Desde então, o mercado de meios de pagamentos global vem passando por grandes mudanças, inclusive com o surgimento de novos meios de pagamentos, como as criptomoedas, as carteiras digitais e os money transfer operators, que têm mudado a lógica de remessa de recursos para o exterior.
Os pagamentos instantâneos, em sua visão, entram dentro desse contexto. Assim, Ahouagi estima que, em cinco anos, o Pix pode ocupar 11% do mercado de meios de pagamentos eletrônicos (o equivalente a R$ 440 bilhões, sem levar em conta a inflação do período), uma fatia bem mais modesta do que os meios de pagamento instantâneos tomaram na China ou na Índia.
Nesses casos específicos, pontua o consultor, o grande sucesso do sistema se deveu ao fato de que muita gente já estava habituada a fazer pagamentos pelo celular, caso da China, ou de que parte relevante da população não usava cartões, caso da Índia.
Para Bragança, a novidade pode representar uma mudança de paradigma na cadeia de valor dos pagamentos. O Brasil, diz ele, é um dos poucos países em que a autoridade monetária (o Banco Central) se envolveu ativamente no desenvolvimento da plataforma. A chance de que ele ganhe escala, nesse sentido, é grande.
Em países como os Estados Unidos, por exemplo, a rede de pagamentos instantâneos foi instituído por iniciativa de um grupo de empresas.
Qual o interesse da autoridade monetária?
O Pix, diz Ahouagi, é mais uma etapa da agenda de competitividade do BC — a mesma que quebrou o monopólio das maquininhas em 2009, que visa estimular a concorrência diminuir os custos de transação no país.
Além disso, a autoridade monetária também conta com a vantagem de que essa modalidade dá maior visibilidade às transações (especialmente àquelas que antes eram feitas com dinheiro em espécie), com rastreamento de ponta a ponta.
“Isso ajuda a reduzir a informalidade, a evasão de divisas, e a aumentar regularização do sistema”, afirma.
Segurança
Em um país cheio de modalidades cada vez mais criativas de cibercrime, a segurança é uma questão chave para a plataforma.
Bragança recorda que não houve uma padronização por parte do Banco Central. A questão da segurança é de competência das instituições financeiras. A lógica é a mesma das demais transações bancárias: os sistemas de mitigação de risco e as barreiras antifraude variam de uma empresa para outra.
No caso do Pix, por exemplo, além da segurança dos próprios aplicativos das instituições financeiras, elas podem colocar outras camadas — como, por exemplo, um limite máximo para realização de operação com o pagamento instantâneo.

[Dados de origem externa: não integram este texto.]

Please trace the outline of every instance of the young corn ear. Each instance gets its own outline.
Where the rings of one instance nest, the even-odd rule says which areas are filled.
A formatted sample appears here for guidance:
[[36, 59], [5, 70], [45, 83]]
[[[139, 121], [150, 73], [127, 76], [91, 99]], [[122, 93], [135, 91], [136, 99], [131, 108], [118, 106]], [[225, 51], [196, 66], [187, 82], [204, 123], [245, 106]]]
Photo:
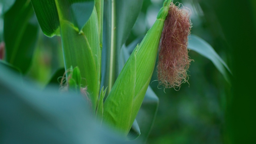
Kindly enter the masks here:
[[164, 22], [160, 44], [157, 68], [159, 85], [179, 88], [188, 79], [187, 71], [191, 61], [188, 53], [188, 36], [191, 23], [188, 9], [172, 3]]
[[[101, 61], [100, 34], [96, 8], [94, 7], [88, 21], [79, 29], [73, 22], [73, 18], [70, 16], [72, 15], [71, 12], [67, 10], [70, 9], [69, 5], [58, 1], [55, 0], [60, 19], [65, 69], [67, 71], [71, 66], [79, 67], [81, 86], [87, 88], [92, 109], [95, 113], [98, 100]], [[68, 74], [68, 72], [66, 77]]]
[[165, 1], [156, 21], [133, 51], [104, 102], [103, 122], [124, 136], [129, 132], [149, 84], [171, 2]]

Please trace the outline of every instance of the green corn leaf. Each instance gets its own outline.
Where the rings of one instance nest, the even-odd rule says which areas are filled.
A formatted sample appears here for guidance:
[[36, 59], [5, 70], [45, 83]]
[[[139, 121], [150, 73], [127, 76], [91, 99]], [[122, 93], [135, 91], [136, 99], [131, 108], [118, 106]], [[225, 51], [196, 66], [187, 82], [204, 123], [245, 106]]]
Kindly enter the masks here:
[[73, 79], [68, 79], [68, 90], [71, 92], [78, 94], [79, 92], [79, 88], [76, 85], [76, 82]]
[[159, 104], [159, 99], [149, 86], [136, 120], [141, 134], [136, 141], [145, 143], [153, 128]]
[[[139, 38], [129, 45], [127, 48], [124, 46], [122, 47], [119, 58], [119, 68], [124, 67], [129, 58], [130, 53], [134, 49], [134, 46], [141, 41], [141, 39]], [[138, 137], [136, 141], [146, 143], [155, 119], [159, 103], [158, 98], [149, 86], [141, 106], [127, 136], [129, 140]]]
[[124, 136], [132, 126], [149, 84], [169, 5], [165, 3], [156, 21], [130, 56], [104, 103], [104, 122]]
[[128, 134], [130, 124], [133, 123], [131, 119], [135, 86], [135, 55], [131, 55], [129, 59], [122, 71], [125, 72], [120, 73], [103, 105], [104, 122], [115, 126], [117, 131], [124, 136]]
[[13, 5], [16, 0], [1, 0], [1, 3], [3, 6], [2, 13], [7, 11]]
[[[68, 71], [66, 77], [67, 77], [69, 74], [67, 71], [68, 68], [79, 67], [82, 79], [81, 86], [87, 86], [92, 110], [95, 112], [100, 90], [101, 52], [98, 17], [94, 2], [91, 15], [91, 12], [89, 15], [88, 12], [81, 13], [82, 9], [90, 11], [88, 7], [92, 6], [92, 1], [94, 1], [69, 0], [61, 2], [55, 1], [61, 28], [64, 64], [66, 71]], [[76, 9], [75, 6], [77, 6]], [[86, 18], [88, 15], [91, 16], [89, 20]]]
[[81, 86], [81, 74], [79, 68], [76, 67], [73, 69], [72, 66], [70, 69], [68, 78], [68, 90], [71, 90], [77, 94], [80, 93]]
[[73, 70], [73, 72], [72, 74], [72, 78], [75, 80], [76, 83], [76, 85], [79, 87], [79, 89], [80, 90], [80, 87], [81, 85], [81, 77], [80, 70], [79, 70], [78, 67], [76, 67]]
[[61, 79], [65, 74], [65, 68], [61, 68], [58, 70], [54, 74], [50, 81], [48, 83], [47, 87], [53, 85], [59, 85]]
[[101, 85], [109, 93], [118, 75], [118, 58], [141, 9], [143, 0], [105, 1]]
[[135, 119], [132, 123], [132, 126], [131, 128], [130, 131], [129, 132], [127, 139], [129, 141], [134, 140], [138, 138], [140, 134], [140, 127]]
[[128, 143], [109, 129], [100, 128], [80, 95], [60, 94], [52, 88], [42, 91], [33, 82], [17, 80], [19, 76], [1, 64], [0, 70], [1, 142]]
[[229, 74], [232, 74], [231, 71], [209, 44], [198, 36], [191, 34], [191, 39], [189, 40], [188, 49], [198, 53], [211, 60], [227, 82], [230, 83], [229, 73]]
[[[59, 16], [80, 30], [93, 10], [94, 0], [31, 0], [41, 28], [45, 34], [52, 37], [60, 36]], [[60, 5], [58, 12], [57, 4]]]
[[102, 49], [103, 41], [103, 18], [104, 11], [104, 0], [95, 0], [95, 8], [97, 12], [99, 26], [99, 34], [100, 40], [100, 47]]
[[30, 1], [16, 0], [4, 18], [6, 61], [25, 73], [36, 47], [38, 27]]
[[7, 69], [11, 70], [13, 71], [16, 72], [21, 74], [22, 73], [21, 71], [18, 68], [6, 62], [5, 61], [0, 60], [0, 65], [1, 65], [2, 67], [4, 67]]
[[55, 1], [31, 1], [43, 33], [49, 37], [60, 36], [59, 16]]
[[[99, 99], [98, 105], [97, 106], [97, 110], [95, 115], [96, 119], [99, 122], [100, 125], [102, 123], [102, 117], [103, 117], [103, 99], [105, 95], [106, 94], [106, 89], [104, 90], [104, 87], [103, 87], [100, 92], [100, 99]], [[103, 91], [104, 90], [104, 91]]]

O especialista alerta, contudo, que provavelmente devem aparecer casos de fraude, assim como acontece com praticamente todas as modalidades de pagamentos. “É o ciclo de vida de qualquer operação. É uma jornada de aprendizado.”
E deve-se ficar atento não apenas à possibilidade de golpes, mas também de erros cometidos pelos próprios clientes. Como o Pix é instantâneo, uma transferência ou um pagamento feitos por engano não têm garantia de ressarcimento.
Também ficará a cargo de cada instituição decidir como vão lidar com essas situações.